Blauwe wandeling door West-Amerika
De blauwe wandeling brengt ons naar de Far West. We dalen af van noord naar zuid langs de kust van Stille Oceaan, vanaf Alaska, over Brits-Columbië, Washington en Oregon tot in Californië en keren weer naar het noorden langs de Rocky Mountains. De bossen van West-Amerika bestaan voornamelijk uit naaldhoutsoorten en vooral in het kustgebied kunnen de bomen zeer hoog reiken : het zijn heuse regenwouden. Naast verschillende soorten sparren, dennen en zilversparren domineren hier typische soorten als douglas, hemlock en levensboom.
Uit Californië zijn vooral de mammoetbomen (Sequioa’s) bekend, zowel de kustmammoetboom, met 115 m de hoogste boom ter wereld, als de bergmammoetboom uit de Sierra Nevada, met meer dan 10 m dikte de meest volumineuze ter wereld.
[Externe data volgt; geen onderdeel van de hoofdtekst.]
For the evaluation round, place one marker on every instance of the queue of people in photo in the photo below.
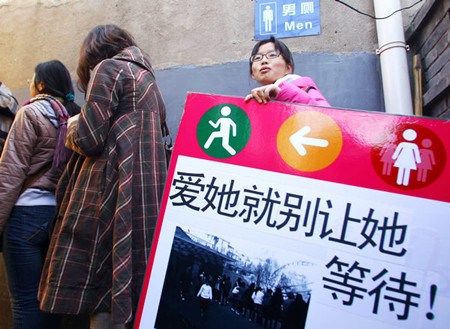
(270, 308)
(80, 187)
De zeer opvallende groep Slangedennen of Apenverdrietbomen (Araucaria’s) vormen een uitzonderingsgroep : zij komen niet in Noord- maar in Zuid-Amerika voor, in het Andesgebergte in midden-Chili.
De boomsoorten van de Rocky Mountains vertonen veel overeenkomst met die van de Pacifische kustgebergten maar vertonen een iets verschillende vorm en kleur : Murrayana draaiden tegenover Breednaaldige draaiden, Blauwe douglas in plaats van Groene douglas, meer Coloradozilverspar dan Reuzenzilverspar.